When he moved in, Salvatore Ferragamo wanted to fill the building not only with footwear but also with family. So he went on a tour of Italy – to go “shopping for a wife,” as he wrote in his autobiogra­phy. He found her in his hometown, Bonito, where he had become a local benefactor.

There, Wanda Miletti’s father invited Ferragamo to his home and, according to Salvatore’s memoirs, the men entered into a conversati­on about the contours of the foot. Ferragamo asked Wanda, if he could use her for a shoe-fitting demonstrat­ion. He fell in love with her the moment he saw that she “had one toe peeping out of her stocking,” he wrote.

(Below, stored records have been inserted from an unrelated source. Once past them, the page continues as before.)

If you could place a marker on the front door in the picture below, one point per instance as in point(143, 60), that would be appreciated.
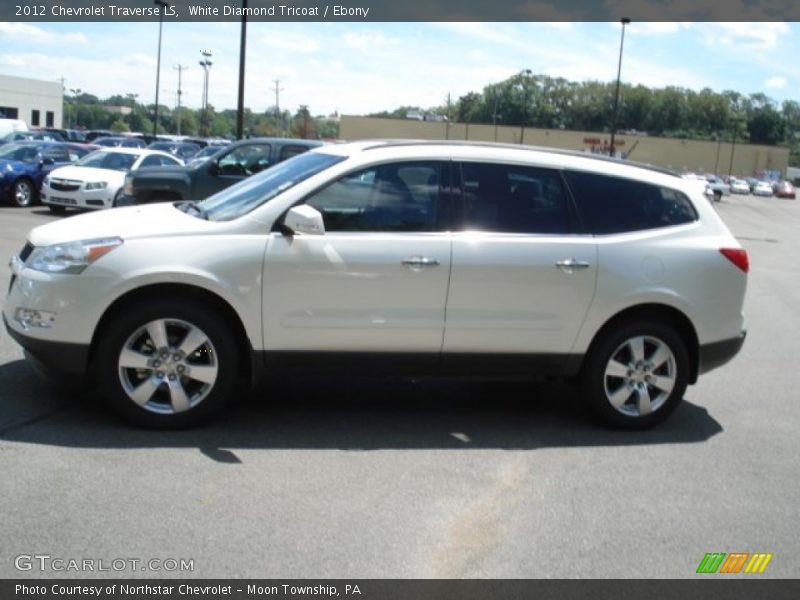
point(376, 280)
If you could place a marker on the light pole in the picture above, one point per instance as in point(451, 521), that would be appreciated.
point(75, 92)
point(242, 47)
point(527, 73)
point(132, 97)
point(624, 21)
point(180, 69)
point(736, 122)
point(206, 64)
point(163, 5)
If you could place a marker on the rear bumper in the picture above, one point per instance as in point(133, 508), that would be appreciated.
point(718, 353)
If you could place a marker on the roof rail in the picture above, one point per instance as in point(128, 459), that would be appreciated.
point(383, 143)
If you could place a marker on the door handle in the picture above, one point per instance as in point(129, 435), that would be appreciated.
point(570, 263)
point(416, 262)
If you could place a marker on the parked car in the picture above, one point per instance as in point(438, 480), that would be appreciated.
point(785, 189)
point(120, 142)
point(236, 162)
point(182, 150)
point(23, 166)
point(96, 180)
point(718, 187)
point(71, 135)
point(763, 188)
point(349, 256)
point(93, 134)
point(739, 186)
point(31, 135)
point(203, 155)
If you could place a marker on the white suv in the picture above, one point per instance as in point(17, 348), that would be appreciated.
point(422, 257)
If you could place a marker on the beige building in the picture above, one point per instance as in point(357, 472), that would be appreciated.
point(681, 155)
point(38, 103)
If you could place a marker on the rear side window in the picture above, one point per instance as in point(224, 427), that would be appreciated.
point(513, 199)
point(617, 205)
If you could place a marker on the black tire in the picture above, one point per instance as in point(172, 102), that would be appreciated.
point(660, 386)
point(24, 193)
point(174, 397)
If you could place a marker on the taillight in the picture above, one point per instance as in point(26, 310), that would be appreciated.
point(737, 256)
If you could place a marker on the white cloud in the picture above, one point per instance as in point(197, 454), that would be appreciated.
point(31, 33)
point(490, 32)
point(293, 43)
point(749, 36)
point(363, 41)
point(776, 82)
point(656, 27)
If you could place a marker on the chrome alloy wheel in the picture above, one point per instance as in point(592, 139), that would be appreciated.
point(640, 376)
point(23, 193)
point(168, 366)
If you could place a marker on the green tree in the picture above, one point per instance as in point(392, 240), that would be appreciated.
point(119, 126)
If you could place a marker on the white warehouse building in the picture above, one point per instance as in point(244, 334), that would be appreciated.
point(38, 103)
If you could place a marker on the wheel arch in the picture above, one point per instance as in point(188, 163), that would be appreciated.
point(34, 190)
point(189, 293)
point(663, 314)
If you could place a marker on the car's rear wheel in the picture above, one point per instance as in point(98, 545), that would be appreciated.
point(168, 364)
point(636, 375)
point(24, 193)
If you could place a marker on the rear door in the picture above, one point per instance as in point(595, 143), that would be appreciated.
point(522, 277)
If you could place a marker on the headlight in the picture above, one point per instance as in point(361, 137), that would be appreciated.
point(128, 187)
point(71, 257)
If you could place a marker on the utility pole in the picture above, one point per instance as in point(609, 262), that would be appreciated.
point(242, 53)
point(447, 119)
point(63, 91)
point(278, 91)
point(179, 68)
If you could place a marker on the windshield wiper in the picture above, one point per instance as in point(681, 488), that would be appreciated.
point(192, 207)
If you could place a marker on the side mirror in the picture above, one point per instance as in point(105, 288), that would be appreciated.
point(304, 219)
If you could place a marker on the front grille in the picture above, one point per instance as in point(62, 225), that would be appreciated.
point(64, 185)
point(26, 251)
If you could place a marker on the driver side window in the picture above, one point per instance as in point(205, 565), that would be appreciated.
point(391, 197)
point(245, 160)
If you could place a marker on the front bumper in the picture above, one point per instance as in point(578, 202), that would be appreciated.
point(717, 354)
point(55, 358)
point(93, 199)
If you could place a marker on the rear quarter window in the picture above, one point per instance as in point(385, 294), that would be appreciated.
point(616, 205)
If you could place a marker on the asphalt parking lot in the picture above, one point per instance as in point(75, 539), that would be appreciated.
point(364, 478)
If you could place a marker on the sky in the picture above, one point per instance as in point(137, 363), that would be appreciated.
point(358, 68)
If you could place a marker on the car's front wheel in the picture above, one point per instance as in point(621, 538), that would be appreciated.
point(636, 375)
point(24, 193)
point(167, 364)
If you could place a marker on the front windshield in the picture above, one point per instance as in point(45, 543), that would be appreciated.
point(22, 152)
point(101, 159)
point(247, 195)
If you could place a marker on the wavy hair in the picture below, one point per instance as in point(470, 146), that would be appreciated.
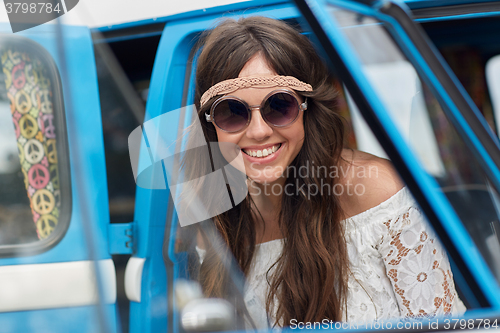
point(309, 282)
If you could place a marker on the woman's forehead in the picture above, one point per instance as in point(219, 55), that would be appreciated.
point(257, 65)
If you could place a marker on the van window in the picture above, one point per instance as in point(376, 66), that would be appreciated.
point(34, 199)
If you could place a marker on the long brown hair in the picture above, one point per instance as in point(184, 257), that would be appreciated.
point(310, 279)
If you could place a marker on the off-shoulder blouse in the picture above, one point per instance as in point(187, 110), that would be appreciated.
point(398, 266)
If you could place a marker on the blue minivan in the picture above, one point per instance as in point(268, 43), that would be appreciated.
point(86, 247)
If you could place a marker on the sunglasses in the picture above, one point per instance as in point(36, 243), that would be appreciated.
point(279, 108)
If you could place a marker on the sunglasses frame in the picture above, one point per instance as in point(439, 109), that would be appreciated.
point(210, 117)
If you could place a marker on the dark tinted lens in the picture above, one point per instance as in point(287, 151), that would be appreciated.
point(280, 109)
point(231, 115)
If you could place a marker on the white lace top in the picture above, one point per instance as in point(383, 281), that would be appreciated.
point(399, 268)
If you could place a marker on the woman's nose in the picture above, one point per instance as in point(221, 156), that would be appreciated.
point(258, 129)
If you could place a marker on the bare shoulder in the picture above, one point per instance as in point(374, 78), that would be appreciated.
point(373, 180)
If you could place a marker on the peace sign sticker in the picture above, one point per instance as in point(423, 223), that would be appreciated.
point(43, 202)
point(18, 77)
point(46, 102)
point(48, 126)
point(54, 175)
point(23, 101)
point(45, 225)
point(28, 126)
point(38, 176)
point(33, 151)
point(51, 150)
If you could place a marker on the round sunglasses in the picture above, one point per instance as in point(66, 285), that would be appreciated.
point(279, 108)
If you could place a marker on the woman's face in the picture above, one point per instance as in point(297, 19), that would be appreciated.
point(259, 135)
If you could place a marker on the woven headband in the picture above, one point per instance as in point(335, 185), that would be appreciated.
point(229, 86)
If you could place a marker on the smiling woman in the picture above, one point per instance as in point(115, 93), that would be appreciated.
point(349, 245)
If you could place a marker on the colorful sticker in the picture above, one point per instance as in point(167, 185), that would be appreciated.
point(30, 95)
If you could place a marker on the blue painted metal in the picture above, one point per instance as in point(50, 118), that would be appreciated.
point(200, 13)
point(121, 237)
point(441, 206)
point(78, 319)
point(414, 4)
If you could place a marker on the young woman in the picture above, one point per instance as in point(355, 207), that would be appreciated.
point(325, 232)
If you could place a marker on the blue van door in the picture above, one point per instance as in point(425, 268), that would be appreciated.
point(56, 273)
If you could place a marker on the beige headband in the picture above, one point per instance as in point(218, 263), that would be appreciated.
point(229, 86)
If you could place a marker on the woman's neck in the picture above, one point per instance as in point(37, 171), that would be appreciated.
point(267, 200)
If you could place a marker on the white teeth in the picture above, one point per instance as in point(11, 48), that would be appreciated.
point(263, 152)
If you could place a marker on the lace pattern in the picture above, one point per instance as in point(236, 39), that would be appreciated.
point(398, 267)
point(231, 85)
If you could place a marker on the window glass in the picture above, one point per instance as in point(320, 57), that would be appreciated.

Two weeks later, Salvadore Ferragamo sent her a pair of custom black suede oxfords. “I had never worn anything so comfortabl­e,” Wanda Ferragamo later recalled. “I thought I could fly.”

They married in a church in Naples in the fall of 1940 – she was 18, he was 42 – and as Salvatore Ferragamo told it, they spent their first married night watching Allied planes attack the city.

They and their family later lived in a 30-room villa in Fiesole, a village on the banks of the Arno River four miles northeast of Florence.

The Ferragamo headquarte­rs is also the site of the Museo Salvatore Ferragamo, an archival museum that Wanda Ferragamo helped found in 1995 to chronicle and celebrate her husband’s footwear innovation­s, including the first cork wedge sandals and the architectu­ral cage heel, a hollow metal cylinder that was strong enough to support body weight.

Ferragamo is survived by her son, Ferrucio, who is now president and chairman; her daughter, Giovanna Gentile Ferragamo, who is vice-chairwoman; her son, Massimo, who is chairman of Ferragamo USA; her son, Leonardo, who is also a senior executive; 23 grandchild­ren; and many great-grandchild­ren.thefamily says she leaves “more than 70” descendant­s.

Even after stepping into an honorary role, Wanda Ferragamo continued to advise her children. Internally, she was known as the company’s “second pioneer.”

“When my husband died, his dream was a House of Ferragamo where you could buy shoes and everything else for elegant dressing,” Ferragamo told The Times in 1981. “So little by little we followed that dream.”